Prime Minister Narendra Modi on Wednesday while delivering his speech in Lok Sabha on Motion of Thanks on the President's address spoke extensively about the new farm reforms and emphasized its need in the present times even when farmers are continuing their protest against the new reforms, demanding they should be repealed. PM Modi also hit out at the Congress party that is opposing the new laws saying it is such a confused party that its Rajya Sabha and Lok Sabha members, both think different. Such a confused party can neither benefit itself nor the country. Speaking on the new laws, the Prime Minister said we can't remain satisfied anymore by just maintaining the status quo, advocating that change is necessary for development, path forward.
PM Modi speaks on farm reforms, shatters opposition in LS | Top Points
- As the farmers' protest against three contentious farm laws entered its 77th day on Wednesday, PM Modi invited them to resolve their issues through discussion with the government, clarifying that these acts are "optional and not compulsory".
- PM Modi said that the government respects the farmers and will always honour them in future too.
- He appealed the farmers to avoid rumours being spread against the three farm laws as well as the Central government and discuss their issues without hesitation to break the deadlock persisting even after several rounds of talks between the two sides.
- The Prime Minister assured thousands of farmers sitting on agitation at different Delhi borders since November 26 that the government would give utmost respect to their logical suggestions and accept those which would be in their benefit.
- Stressing that these laws were passed by the Parliament as reforming the agriculture sector was the need of the hour, the prime minister asked if they had snatched the benefits which the farmers were getting earlier.
- "There is no restriction on anyone. These laws do not create obstacles in the growth of farmers. These laws are optional, not compulsory. These acts neither stopped old 'Mandis' nor affected purchase of produce on Minimum Support Price (MSP)."
- The Prime Minister said that the government had held various rounds of dialogue with the farmers even before they reached Delhi where they are agitating for withdrawal of these laws terming them as "black laws" and "anti-farmer laws".
- "We are still ready to hold further rounds of talks with the farmers with open heart and take their suggestions on these three farm laws," Modi said.
- Reiterating that "neither any 'mandis' closed nor purchase on MSP ended after these laws were passed," the Prime Minister said in contrast, the government has made provisions to increase the number of mandis in this budget and the purchase on MSP has also increased compared to previous years.

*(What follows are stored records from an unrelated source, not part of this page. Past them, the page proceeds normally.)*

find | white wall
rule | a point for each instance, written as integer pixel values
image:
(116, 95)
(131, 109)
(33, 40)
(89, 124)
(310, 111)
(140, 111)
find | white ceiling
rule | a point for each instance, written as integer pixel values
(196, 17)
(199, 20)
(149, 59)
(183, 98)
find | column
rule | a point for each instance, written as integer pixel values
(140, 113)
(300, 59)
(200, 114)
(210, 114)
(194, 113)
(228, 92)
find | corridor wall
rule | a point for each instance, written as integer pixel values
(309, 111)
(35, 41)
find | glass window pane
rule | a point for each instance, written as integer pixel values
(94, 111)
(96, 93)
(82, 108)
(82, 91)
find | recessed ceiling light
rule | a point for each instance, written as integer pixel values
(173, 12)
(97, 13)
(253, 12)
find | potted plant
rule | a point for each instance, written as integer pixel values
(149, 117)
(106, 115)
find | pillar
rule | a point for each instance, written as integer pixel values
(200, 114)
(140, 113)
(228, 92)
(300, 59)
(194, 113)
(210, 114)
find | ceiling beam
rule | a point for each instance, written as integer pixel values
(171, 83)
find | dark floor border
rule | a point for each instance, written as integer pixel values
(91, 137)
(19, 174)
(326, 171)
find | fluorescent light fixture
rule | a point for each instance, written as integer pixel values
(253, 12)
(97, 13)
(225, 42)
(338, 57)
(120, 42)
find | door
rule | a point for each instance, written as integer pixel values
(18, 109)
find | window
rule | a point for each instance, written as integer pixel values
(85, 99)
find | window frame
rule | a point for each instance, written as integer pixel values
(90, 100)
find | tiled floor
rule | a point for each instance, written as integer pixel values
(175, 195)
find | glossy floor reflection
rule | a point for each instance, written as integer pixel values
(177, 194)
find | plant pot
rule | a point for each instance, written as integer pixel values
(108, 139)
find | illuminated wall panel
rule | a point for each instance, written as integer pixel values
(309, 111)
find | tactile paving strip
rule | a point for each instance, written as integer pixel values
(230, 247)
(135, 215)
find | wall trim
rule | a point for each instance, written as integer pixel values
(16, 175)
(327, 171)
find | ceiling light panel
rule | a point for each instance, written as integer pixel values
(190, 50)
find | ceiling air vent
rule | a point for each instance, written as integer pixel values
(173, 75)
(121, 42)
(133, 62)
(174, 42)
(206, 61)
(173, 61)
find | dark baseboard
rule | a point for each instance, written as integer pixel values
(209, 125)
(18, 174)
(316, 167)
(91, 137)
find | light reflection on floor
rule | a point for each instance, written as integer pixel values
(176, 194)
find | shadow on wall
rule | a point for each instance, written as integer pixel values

PM Modi bursts out at opposition
The opposition created a ruckus when the Prime Minister was delivering his speech with Congress floor leader Adhir Ranjan Chowdhury repeatedly disrupting his address, and Modi said that this "uproar is an attempt under pre-decided strategy".
"It will not help you (Congress) in gaining support of people. Farm reforms are very important. It is necessary. Congress members should have discussed on content and intent of these farm laws, they should not misguide farmers and spread rumours."
Dubbing Congress a "confused party', the Prime Minister claimed that "neither this party can do good for itself nor to the country".
He said that its members in Rajya Sabha participated in a fair debate and in Lok Sabha, they have a different opinion.
Taking on Congress's comment as to who had demanded the three farm laws, the Prime Minister said several reforms have already been done in the country without any demand and these were only done for the welfare of the citizens.
From anti-dowry law, child marriage, right of property to daughters, right to education, Swachhata scheme, 'Har Ghar Shauchalya' (toilet for every household) scheme to Ayushman Bharat scheme, the Prime Minister said all those steps were taken without any demand because his government does not want to make citizens "yachak" (seekers), but "we want them to give their rights to improve their confidence".
"That time has gone when the citizens had to make demands to get anything."
Modi also accused the Opposition of taking a U-turn on farm laws, saying that Nationalist Congress Party Chief Sharad Pawar, who was the Agriculture Minister in Dr Manmohan Singh's government, and other Congress members had earlier supported agriculture reforms. "Now, the Congress wants to misguide people," he said.